Już czas zapiski wspomnień usunąć z zeszytu,
Powyrywać zeń kartki i do ognia wrzucić.
Cierpliwości możliwość sięgnęła zenitu.
Już czas wszystko odpuścić, aby się nie smucić.
Klucz z kłódek, co na skoble szczelnie dom zapięły,
Już czas cisnąć w wodę głęboką albo chaszcze.
Odepchnąć stopą drogi, aby się odpięły,
Już czas, by obrać ścieżki, lecz tym razem własne.
Już czas pięścią uderzyć w stół i wrzasnąć: "Basta!",
By wyznaczyć granice nie do przekroczenia.

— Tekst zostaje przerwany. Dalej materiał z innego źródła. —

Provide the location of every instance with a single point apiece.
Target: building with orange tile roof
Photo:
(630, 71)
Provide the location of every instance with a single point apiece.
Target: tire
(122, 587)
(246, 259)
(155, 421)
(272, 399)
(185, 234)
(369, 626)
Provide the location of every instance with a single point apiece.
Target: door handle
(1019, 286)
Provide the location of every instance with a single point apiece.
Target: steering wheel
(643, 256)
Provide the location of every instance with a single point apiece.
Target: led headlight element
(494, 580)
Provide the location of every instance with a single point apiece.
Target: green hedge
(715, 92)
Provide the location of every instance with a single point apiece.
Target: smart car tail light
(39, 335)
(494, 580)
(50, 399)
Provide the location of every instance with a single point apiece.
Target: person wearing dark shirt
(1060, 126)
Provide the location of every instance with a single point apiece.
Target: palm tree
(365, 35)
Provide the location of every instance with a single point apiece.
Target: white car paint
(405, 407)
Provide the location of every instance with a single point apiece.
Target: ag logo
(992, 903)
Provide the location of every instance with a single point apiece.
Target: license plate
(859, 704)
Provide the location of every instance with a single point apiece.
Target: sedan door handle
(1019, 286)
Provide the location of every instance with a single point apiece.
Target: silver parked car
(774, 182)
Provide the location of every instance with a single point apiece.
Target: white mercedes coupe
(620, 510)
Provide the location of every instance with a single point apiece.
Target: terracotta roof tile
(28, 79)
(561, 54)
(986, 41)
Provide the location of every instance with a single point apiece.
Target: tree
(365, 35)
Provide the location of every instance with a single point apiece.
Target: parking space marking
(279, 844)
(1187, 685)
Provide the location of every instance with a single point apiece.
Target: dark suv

Niech się z dala trzymają ci z innego ciasta,
Co są przyczyną tylko żalu, utrapienia.
Już czas! - i niech się echem rozniesie nowina,
Że w tym właśnie momencie bezwzględną decyzją
Świeży etap się życia u schyłku zaczyna,
Który pachnieć nie będzie przeszłości stęchlizną.
Wreszcie ziarno dojrzało - późno... przed żniwami,
Bo świadomość (nareszcie!) wyciągnęła wnioski.

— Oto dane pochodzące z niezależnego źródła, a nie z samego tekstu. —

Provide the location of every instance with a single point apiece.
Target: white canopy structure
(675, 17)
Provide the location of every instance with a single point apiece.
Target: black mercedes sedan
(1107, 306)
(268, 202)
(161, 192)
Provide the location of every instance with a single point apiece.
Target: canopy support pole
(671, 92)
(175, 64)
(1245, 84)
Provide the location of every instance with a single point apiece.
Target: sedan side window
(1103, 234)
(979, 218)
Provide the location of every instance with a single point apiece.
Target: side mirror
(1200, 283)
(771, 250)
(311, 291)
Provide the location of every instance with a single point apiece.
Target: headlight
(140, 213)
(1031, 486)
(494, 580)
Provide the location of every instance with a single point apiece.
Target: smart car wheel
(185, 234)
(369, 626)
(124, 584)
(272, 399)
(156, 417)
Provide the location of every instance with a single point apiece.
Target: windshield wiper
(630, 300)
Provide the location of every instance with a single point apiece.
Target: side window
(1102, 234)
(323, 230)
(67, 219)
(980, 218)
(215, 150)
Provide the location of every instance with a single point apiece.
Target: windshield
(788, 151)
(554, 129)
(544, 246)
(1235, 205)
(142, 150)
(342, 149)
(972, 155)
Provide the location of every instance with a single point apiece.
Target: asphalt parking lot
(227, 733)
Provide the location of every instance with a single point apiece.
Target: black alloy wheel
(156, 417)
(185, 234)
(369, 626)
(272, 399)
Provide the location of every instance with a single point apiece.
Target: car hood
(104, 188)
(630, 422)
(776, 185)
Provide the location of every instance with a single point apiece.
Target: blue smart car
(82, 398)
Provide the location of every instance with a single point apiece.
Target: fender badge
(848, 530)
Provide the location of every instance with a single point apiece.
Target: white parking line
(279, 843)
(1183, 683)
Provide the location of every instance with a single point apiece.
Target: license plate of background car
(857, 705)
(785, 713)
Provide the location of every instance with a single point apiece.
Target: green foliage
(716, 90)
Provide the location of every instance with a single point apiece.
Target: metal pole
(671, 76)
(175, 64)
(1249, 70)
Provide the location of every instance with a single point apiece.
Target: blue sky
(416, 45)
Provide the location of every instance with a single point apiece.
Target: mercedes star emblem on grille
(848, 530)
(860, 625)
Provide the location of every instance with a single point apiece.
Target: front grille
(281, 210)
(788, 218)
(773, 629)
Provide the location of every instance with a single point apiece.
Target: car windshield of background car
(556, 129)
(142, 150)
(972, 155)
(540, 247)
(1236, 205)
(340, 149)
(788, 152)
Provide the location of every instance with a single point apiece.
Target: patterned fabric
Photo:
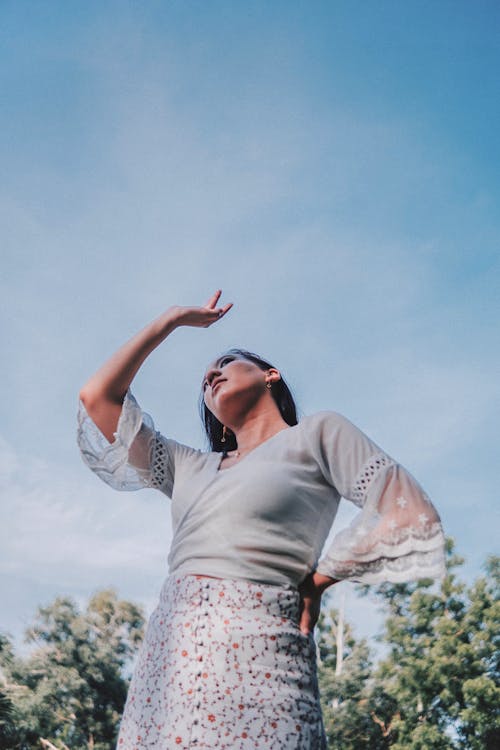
(224, 665)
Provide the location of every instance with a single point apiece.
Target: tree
(72, 688)
(344, 674)
(438, 687)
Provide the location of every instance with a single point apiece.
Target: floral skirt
(224, 665)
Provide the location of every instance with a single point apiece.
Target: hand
(200, 317)
(310, 590)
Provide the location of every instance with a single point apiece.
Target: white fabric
(266, 518)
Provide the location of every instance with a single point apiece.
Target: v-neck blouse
(266, 518)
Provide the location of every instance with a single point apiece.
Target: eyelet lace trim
(429, 564)
(159, 463)
(373, 466)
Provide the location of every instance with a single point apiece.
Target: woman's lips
(217, 382)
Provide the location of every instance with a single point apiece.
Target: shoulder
(324, 420)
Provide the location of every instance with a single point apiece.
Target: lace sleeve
(397, 536)
(138, 457)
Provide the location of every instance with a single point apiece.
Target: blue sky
(332, 166)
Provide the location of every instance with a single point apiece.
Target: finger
(213, 299)
(224, 309)
(305, 621)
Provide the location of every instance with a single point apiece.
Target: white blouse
(266, 518)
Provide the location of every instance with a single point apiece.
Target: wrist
(322, 582)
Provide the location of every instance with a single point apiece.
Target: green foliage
(438, 685)
(436, 688)
(72, 688)
(346, 697)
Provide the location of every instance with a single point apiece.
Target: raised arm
(104, 393)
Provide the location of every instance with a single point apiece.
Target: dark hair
(279, 391)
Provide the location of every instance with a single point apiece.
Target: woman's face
(232, 381)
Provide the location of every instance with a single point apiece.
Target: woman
(228, 659)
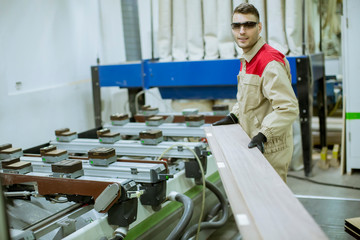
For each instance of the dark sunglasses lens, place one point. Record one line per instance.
(249, 24)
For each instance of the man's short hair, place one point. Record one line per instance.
(247, 8)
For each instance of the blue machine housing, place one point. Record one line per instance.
(205, 79)
(216, 79)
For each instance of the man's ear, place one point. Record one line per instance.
(260, 27)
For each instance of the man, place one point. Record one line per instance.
(266, 104)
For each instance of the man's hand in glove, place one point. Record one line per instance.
(229, 119)
(258, 141)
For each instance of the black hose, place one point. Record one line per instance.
(185, 219)
(208, 225)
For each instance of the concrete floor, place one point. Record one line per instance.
(328, 205)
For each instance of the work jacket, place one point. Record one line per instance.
(266, 102)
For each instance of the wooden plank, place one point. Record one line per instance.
(267, 204)
(243, 218)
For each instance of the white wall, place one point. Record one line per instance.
(46, 51)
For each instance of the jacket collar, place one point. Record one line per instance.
(250, 54)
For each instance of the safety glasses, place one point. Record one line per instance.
(246, 25)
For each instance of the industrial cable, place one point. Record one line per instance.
(202, 177)
(213, 212)
(324, 183)
(186, 217)
(335, 108)
(208, 225)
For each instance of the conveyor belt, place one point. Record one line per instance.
(145, 172)
(168, 129)
(131, 148)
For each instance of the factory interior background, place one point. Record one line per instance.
(49, 48)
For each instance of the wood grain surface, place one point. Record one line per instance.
(263, 205)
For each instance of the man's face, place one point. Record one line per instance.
(246, 30)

Prowadzi do mądrości krętymi szlakami
Los wbrew woli człowieka - jak głoszą pogłoski.
Nic nie szkodzi, że zachód krwią niebo zalewa
Jakby życie powoli z piersi uchodziło.
Jedna myśl niech nas zawsze do walki rozgrzewa,
Że już czas, by zaistnieć, chociaż się nie było.
Nigdy nie jest za późno, by się z kolan podnieść
W imię własnej, deptanej przez lud tożsamości.
Już czas anonimowość na drobiny roznieść,
By nie pozwolić sobie odebrać wartości.